Alguns livros são bem detalhados: “A Era Vargas” (José Augusto Ribeiro), “Carlos Lacerda, a Vida de um Lutador” (John Foster Dulles), “Depoimento” (Lacerda), “Uma Crise de Agosto : o Atentado da Rua Tonelero” (Cláudio Lacerda),“Quem Matou Vargas?” (Carlos Heitor Cony).
Foi um faroeste urbano. Após um compromisso político, Lacerda e o filho Sergio, de 15 anos, chegavam em casa pouco depois da meia-noite, levados em um pequeno carro pelo major Rubens Vaz, integrante de um grupo de oficiais da Aeronáutica que lhe dava proteção. O da escala, naquela noite, era o major Gustavo Borges, futuro secretario de Segurança de Lacerda no governo da Guanabara. Mas não pôde ir e foi o Rubens Vaz. Para a morte.
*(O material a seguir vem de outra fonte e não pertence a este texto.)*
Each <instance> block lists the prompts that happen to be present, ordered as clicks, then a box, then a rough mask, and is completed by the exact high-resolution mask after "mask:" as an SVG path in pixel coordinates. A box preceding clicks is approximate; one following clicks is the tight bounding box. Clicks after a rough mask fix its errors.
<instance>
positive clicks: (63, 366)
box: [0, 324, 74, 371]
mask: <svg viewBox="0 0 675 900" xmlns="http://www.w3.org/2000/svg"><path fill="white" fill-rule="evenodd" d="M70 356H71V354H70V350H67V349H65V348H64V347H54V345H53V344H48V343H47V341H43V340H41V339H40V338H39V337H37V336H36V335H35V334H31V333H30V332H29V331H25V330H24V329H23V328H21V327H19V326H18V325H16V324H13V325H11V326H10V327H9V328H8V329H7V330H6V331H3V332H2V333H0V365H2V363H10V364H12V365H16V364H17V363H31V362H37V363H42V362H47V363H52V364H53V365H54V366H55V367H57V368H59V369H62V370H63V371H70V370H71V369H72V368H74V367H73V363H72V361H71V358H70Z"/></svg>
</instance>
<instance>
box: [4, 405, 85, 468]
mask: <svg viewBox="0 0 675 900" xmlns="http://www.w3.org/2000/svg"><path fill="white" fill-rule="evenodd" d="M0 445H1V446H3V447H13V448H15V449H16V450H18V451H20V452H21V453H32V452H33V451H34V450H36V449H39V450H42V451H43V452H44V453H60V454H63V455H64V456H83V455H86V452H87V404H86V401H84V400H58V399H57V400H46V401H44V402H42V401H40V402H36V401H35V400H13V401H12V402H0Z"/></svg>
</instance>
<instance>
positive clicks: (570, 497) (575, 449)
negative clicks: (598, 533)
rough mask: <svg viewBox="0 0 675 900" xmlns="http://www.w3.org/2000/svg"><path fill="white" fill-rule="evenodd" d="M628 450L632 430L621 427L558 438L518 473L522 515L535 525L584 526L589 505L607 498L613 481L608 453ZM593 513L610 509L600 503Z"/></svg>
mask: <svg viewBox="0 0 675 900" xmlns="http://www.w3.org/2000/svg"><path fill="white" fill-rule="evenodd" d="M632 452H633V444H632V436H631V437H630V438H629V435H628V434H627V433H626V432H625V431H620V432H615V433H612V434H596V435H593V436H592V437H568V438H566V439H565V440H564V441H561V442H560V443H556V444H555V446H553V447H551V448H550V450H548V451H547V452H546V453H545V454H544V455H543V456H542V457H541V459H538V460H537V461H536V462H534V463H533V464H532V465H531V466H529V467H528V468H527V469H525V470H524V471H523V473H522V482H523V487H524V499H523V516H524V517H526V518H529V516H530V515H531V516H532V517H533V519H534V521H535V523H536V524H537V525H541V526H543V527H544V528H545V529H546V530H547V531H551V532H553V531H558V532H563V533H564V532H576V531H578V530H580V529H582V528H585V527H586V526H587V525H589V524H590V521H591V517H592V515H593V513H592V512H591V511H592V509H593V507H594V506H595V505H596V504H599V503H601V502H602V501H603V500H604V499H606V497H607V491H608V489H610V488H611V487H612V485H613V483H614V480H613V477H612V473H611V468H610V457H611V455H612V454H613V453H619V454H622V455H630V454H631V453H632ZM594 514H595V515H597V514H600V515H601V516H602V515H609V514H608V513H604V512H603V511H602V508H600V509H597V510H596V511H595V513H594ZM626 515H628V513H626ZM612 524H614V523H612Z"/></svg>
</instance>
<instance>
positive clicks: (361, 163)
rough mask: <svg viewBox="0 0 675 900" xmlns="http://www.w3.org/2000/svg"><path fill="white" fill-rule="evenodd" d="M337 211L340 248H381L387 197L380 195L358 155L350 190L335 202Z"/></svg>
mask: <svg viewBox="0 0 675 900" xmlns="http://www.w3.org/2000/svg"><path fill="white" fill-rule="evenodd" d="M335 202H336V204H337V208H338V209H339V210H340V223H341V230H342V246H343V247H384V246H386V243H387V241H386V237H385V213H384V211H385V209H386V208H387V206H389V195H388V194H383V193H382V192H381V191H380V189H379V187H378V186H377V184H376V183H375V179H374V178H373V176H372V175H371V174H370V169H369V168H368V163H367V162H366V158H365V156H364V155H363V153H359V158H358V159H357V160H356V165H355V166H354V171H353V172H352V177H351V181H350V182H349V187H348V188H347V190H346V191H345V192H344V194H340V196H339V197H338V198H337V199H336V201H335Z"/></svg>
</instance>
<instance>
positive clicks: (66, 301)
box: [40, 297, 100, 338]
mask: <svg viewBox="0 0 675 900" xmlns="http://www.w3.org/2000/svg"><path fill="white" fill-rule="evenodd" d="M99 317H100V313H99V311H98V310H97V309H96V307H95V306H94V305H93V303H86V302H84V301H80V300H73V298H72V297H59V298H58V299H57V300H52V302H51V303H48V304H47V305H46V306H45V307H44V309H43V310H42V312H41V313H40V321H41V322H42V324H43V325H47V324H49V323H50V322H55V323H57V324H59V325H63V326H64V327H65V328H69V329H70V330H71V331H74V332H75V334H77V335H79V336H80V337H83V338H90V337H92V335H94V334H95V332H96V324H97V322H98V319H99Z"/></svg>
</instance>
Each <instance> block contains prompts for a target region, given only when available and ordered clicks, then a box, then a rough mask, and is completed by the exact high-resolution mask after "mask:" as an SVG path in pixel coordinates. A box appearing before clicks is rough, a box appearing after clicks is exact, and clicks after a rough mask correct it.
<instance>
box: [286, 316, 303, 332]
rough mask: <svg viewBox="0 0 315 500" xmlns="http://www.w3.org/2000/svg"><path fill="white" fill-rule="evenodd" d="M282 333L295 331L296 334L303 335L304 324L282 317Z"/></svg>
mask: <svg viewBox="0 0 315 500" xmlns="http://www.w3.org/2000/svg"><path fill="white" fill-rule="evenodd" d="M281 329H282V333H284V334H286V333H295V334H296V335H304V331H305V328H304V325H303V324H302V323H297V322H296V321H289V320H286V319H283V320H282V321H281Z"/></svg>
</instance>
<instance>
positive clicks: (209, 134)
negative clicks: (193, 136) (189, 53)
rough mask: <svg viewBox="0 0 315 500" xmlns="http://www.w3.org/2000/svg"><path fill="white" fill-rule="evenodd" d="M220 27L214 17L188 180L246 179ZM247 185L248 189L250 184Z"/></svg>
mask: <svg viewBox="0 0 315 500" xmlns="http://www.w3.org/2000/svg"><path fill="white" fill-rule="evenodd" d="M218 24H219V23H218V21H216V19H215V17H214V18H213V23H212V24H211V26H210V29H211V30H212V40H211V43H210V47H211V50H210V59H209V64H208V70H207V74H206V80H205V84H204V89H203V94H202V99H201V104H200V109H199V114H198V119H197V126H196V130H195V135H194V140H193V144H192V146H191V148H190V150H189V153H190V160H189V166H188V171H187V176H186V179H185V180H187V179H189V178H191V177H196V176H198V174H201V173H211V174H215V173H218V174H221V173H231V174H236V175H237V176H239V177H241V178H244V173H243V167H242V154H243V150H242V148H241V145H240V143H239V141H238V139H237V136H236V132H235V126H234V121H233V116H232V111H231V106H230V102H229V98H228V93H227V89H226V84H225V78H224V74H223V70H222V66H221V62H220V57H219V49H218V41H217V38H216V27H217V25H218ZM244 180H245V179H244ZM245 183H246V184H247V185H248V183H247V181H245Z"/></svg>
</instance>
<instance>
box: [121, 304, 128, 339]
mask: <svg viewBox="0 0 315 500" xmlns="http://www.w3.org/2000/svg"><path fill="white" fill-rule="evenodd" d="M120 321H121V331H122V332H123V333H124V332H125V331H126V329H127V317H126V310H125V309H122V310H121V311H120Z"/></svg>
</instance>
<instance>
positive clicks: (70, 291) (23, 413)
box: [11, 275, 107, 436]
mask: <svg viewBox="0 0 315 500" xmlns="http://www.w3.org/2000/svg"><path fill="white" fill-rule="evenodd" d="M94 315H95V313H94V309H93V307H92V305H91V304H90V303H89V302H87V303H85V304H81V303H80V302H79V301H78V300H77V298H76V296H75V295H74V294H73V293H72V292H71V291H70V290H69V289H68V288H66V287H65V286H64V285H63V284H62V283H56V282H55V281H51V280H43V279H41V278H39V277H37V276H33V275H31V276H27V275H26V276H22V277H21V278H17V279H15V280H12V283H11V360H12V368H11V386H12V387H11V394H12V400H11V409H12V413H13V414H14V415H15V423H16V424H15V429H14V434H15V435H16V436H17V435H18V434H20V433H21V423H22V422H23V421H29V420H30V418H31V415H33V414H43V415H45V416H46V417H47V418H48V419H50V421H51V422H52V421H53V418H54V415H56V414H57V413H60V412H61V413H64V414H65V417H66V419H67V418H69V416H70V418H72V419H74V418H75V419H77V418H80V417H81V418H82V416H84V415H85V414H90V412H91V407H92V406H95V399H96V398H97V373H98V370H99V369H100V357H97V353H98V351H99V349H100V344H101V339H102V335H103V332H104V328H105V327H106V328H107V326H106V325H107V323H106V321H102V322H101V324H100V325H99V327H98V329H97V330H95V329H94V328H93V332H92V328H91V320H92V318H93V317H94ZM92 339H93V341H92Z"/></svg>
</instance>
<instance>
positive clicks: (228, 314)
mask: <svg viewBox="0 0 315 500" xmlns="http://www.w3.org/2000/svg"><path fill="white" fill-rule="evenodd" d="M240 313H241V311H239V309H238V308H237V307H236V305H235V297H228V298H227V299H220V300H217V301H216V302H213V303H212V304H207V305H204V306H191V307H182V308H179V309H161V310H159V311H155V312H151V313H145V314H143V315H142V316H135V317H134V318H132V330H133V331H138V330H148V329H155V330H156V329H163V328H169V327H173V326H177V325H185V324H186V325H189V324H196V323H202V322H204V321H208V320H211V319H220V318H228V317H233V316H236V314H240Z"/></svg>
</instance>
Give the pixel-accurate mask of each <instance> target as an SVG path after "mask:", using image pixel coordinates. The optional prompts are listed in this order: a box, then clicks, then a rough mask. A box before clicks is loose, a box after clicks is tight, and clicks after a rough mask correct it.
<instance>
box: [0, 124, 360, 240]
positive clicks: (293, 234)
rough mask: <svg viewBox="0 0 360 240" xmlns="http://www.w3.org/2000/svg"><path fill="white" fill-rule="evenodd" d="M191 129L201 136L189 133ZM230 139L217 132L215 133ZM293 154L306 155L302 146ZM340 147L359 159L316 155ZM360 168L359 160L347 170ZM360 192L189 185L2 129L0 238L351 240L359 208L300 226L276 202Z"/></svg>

Na porta do edifício onde morava Lacerda, ainda conversaram um pouco e Lacerda saltou com Sergio, em direção à entrada principal iluminada do prédio. Mas Lacerda tinha esquecido as chaves e foi até a garagem pedir ao garagista para abrir a porta. Saiu do claro para a meia-luz. Com uma 45 na mão, Alcino atravessou a rua para atirar mais de perto.
Quando passava por trás do carro, o valente major Vaz saiu sem pegar seu revolver que estava no porta-luvas e se atracou com o pistoleiro, tentando tomar-lhe o revolver. Mas Alcino lhe deu dois tiros e ele morreu na hora.
Ao ouvir os tiros, Lacerda, com seu revolver na mão, quis sair para a rua, mas o filho se agarrou com ele e não deixou. Mesmo assim, da porta da garagem, Lacerda deu alguns tiros, que não atingiram ninguém. E do outro lado da rua também houve outros tiros, um dos quais acertou Lacerda no pé.
O major Vaz, já morto, e Lacerda, foram levados para o hospital Miguel Couto. Lacerda fez uma radiografia do pé e extraiu a bala de um 38.
Esse tiro no pé criou muitas lendas. Uns diziam que o próprio Lacerda atirou no próprio pé, pois seu revolver era um 38 e o do Alcino uma 45. Outros garantiam que não houve tiro nenhum no pé, que foi só engessado, tanto que no hospital não ficou registro algum. Mas algumas testemunhas viram Lacerda chegar ao hospital capengando, com o pé ensanguentado.
Ao sair do hospital, Lacerda foi para casa em um taxi, com Armando Falcão (deputado do Ceará, depois ministro da Justiça de Juscelino e Geisel):
– “Acho que vou enlouquecer. Foi uma enorme desgraça. Talvez eu tenha matado o Vaz. Dei uns tiros a esmo, já sem óculos, e tenho a impressão de que ele estava à minha frente. Que horror”!
Quando chegou em casa, já muita gente estava lá, jornalistas e políticos. Entra o brigadeiro Eduardo Gomes e faz uma frase para a historia:
– Pela honra da Nação, esse crime não ficará impune.
E fez outra para o folclore político:
– Carlos, o melhor remédio para esse seu pé é filé mignon. Mande buscar um filé cru, sangrando, e ponha no ferimento. Vai ficar logo bom.